Approximately 60% of perioperative anaphylactic reactions are thought to be immunoglobulin IgE mediated, whereas 40% are thought to be non-IgE mediated hypersensitivity reactions (both considered non-dose-related type B adverse drug reactions). In both cases, symptoms are elicited by mast cell degranulation. Also, pharmacological reactions to drugs (type A, dose-related) may sometimes mimic symptoms triggered by mast cell degranulation. In case of hypotension, bronchospasm, or urticarial rash due to mast cell degranulation, identification of the responsible mechanism is complicated. However, determination of the type of the underlying adverse drug reaction is of paramount interest for the decision of whether the culprit drug may be re-administered. Neuromuscular blocking agents (NMBA) are among the most frequent cause of perioperative anaphylaxis. Recently, it has been shown that NMBA may activate mast cells independently from IgE antibodies via the human Mas-related G-protein-coupled receptor member X2 (MRGPRX2). In light of this new insight into the patho-mechanism of pseudo-allergic adverse drug reactions, in which as drug-receptor interaction results in anaphylaxis like symptoms, we critically reviewed the literature on NMBA-induced perioperative anaphylaxis. We challenge the dogma that NMBA mainly cause IgE-mediated anaphylaxis via an IgE-mediated mechanism, which is based on studies that consider positive skin test to be specific for IgE-mediated hypersensitivity. Finally, we discuss the question whether MRGPRX2 mediated pseudo-allergic reactions should be re-classified as type A adverse reactions.

Highlights

  • The term “anaphylaxis” was previously used for IgE-mediated reactions only, whereas the term pseudo-allergic was used for similar clinical reactions, which occur via a non-IgE-dependent mechanism [1,2]

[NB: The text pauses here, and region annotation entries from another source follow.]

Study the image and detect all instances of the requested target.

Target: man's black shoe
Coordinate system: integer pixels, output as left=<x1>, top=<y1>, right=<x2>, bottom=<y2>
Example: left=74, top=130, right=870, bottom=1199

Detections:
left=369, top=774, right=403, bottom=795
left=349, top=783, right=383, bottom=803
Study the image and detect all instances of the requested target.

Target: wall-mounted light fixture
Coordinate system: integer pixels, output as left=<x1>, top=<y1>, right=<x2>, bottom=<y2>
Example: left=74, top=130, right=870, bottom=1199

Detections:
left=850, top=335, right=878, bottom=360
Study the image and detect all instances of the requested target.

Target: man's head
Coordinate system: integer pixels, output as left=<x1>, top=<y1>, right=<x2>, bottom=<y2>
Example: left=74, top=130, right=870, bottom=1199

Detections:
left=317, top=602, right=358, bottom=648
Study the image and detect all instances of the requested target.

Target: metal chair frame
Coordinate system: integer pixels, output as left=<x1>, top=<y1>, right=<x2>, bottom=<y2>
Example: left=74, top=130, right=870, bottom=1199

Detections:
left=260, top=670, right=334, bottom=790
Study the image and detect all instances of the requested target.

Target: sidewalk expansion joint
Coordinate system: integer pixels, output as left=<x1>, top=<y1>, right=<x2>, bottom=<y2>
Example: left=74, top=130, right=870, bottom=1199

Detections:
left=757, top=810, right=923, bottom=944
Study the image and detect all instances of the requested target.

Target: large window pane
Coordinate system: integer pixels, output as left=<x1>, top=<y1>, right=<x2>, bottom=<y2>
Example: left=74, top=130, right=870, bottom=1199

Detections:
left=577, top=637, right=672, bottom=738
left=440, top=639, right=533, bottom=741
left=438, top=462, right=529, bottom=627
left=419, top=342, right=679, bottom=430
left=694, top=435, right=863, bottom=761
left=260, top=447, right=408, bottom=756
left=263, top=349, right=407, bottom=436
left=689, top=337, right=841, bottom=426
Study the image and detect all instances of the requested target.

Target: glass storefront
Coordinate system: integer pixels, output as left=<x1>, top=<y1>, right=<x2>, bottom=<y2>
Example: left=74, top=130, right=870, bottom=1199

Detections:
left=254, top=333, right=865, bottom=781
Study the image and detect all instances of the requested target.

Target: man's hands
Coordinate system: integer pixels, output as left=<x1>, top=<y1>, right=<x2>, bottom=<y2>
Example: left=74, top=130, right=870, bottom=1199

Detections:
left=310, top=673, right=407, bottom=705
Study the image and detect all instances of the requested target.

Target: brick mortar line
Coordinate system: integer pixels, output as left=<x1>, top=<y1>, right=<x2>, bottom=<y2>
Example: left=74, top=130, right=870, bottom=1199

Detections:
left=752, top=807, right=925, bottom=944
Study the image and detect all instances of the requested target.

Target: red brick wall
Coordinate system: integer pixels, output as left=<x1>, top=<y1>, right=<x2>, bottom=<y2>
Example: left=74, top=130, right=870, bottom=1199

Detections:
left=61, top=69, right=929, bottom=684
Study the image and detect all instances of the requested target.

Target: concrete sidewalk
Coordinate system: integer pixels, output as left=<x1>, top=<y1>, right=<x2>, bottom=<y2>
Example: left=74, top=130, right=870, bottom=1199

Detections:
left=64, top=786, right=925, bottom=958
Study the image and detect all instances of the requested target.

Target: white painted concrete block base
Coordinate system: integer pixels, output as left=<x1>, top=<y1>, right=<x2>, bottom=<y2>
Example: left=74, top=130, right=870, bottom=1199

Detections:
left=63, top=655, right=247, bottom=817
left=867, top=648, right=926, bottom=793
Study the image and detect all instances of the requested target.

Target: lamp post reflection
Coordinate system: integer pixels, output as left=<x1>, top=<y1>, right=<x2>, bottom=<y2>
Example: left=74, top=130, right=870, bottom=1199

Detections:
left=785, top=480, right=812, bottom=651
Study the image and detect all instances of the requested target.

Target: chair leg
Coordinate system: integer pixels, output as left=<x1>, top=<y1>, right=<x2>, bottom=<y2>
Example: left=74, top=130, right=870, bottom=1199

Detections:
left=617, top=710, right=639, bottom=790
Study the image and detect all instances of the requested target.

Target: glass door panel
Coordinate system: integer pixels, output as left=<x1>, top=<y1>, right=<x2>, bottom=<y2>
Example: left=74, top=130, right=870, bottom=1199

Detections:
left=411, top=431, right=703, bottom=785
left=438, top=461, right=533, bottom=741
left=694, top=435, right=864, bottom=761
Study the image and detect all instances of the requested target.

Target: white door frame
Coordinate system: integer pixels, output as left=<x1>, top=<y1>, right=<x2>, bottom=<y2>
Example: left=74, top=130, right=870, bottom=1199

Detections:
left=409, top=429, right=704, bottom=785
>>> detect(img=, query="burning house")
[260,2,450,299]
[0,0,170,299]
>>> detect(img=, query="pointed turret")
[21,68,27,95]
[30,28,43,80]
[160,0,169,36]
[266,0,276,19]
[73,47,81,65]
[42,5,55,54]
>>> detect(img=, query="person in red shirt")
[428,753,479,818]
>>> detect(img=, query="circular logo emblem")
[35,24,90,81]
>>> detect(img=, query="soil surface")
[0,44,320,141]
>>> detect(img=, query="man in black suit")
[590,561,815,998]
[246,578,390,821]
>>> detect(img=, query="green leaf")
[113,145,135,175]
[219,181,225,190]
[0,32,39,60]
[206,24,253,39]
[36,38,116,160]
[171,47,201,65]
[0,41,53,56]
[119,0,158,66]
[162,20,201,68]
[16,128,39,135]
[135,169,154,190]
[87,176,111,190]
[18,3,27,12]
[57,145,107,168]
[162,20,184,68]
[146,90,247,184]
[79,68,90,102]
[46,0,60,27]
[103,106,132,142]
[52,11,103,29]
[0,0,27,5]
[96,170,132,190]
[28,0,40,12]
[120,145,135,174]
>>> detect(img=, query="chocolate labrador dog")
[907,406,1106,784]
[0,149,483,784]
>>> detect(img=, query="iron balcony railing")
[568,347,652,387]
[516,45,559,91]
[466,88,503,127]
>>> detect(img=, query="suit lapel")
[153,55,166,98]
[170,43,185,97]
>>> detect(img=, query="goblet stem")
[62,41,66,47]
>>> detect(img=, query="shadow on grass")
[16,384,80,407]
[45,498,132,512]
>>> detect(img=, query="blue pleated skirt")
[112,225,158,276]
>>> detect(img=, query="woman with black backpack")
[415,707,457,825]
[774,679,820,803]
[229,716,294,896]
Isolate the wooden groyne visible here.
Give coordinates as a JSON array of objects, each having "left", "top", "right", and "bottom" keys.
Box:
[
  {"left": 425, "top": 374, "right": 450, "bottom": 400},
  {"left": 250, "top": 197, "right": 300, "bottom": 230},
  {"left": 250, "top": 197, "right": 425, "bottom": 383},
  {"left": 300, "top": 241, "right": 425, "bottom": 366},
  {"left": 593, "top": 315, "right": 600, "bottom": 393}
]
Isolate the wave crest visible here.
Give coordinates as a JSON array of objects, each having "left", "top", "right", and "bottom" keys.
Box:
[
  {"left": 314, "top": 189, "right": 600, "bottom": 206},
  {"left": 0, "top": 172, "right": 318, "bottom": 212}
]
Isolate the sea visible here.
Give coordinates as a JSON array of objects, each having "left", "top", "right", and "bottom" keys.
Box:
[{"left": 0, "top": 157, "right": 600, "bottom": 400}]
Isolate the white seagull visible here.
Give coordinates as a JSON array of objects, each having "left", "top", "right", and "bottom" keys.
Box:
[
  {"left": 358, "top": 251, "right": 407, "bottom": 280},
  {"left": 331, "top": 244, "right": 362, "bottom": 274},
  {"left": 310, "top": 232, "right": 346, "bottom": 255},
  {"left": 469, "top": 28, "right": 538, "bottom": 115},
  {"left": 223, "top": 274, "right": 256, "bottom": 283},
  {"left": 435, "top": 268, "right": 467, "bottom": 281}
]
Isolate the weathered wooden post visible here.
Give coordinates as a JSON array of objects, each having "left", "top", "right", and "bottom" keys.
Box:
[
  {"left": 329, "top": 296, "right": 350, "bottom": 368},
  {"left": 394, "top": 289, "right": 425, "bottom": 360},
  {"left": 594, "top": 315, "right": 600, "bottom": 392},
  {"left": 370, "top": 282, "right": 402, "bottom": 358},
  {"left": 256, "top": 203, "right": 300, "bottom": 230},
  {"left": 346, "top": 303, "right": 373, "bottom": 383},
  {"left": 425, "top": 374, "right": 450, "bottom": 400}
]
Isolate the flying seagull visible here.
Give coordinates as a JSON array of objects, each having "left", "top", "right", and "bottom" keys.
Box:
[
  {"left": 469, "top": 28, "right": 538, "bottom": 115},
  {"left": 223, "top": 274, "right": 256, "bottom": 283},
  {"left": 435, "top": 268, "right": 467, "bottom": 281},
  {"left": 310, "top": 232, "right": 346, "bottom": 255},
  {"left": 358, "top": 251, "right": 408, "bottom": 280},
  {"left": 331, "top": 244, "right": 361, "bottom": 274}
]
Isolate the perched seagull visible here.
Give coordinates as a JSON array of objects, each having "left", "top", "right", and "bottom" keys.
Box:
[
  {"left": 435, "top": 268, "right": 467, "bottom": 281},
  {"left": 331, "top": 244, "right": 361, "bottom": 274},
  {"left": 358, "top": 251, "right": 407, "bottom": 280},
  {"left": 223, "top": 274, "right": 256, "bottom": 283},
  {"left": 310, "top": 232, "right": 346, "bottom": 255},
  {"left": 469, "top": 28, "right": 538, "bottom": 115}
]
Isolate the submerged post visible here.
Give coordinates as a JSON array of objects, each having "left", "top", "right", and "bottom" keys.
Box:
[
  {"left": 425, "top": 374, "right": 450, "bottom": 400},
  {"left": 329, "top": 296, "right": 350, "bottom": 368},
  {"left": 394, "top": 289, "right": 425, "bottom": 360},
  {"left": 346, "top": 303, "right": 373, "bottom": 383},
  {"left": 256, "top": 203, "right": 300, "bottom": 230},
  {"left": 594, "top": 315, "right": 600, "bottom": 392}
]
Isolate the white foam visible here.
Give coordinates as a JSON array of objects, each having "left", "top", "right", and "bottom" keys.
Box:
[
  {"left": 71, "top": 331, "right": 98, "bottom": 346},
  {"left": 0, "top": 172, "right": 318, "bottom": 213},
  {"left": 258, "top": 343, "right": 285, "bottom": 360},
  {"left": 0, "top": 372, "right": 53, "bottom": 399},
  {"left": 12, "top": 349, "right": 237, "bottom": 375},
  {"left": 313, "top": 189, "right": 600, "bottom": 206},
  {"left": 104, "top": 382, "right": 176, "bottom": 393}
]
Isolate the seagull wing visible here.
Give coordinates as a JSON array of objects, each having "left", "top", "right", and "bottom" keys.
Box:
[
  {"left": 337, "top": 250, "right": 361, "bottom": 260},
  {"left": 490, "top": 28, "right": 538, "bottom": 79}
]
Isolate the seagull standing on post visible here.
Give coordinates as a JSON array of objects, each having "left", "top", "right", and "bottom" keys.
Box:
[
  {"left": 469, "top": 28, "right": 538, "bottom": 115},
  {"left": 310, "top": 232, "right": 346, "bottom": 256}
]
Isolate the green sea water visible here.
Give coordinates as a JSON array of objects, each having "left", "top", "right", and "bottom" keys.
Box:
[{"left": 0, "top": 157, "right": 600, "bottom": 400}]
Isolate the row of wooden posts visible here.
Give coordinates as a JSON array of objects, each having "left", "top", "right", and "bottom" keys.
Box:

  • As it is not possible to distinguish anaphylactic from pseudo-allergic reactions clinically or by standard allergological investigations, a new definition has been suggested by the European Academy for Allergology and Clinical Immunology (EAACI)

  • As discussed in the previous chapters, these studies have several limitations and possible biases, and there are several facts that argue in favor of a pseudo-allergic mechanism: (1) most reactions occur upon first exposure, (2) there is a high rate of cross-sensitization to several Neuromuscular blocking agents (NMBA), (3) specific IgE is present in non-allergic individuals without a clear causal link to the anaphylactic reaction, and (4) there is an increased risk of a second anaphylactic reactions to NMBA in skin test-negative patients with previous reaction to another NMBA compared to patients without previous reaction [42]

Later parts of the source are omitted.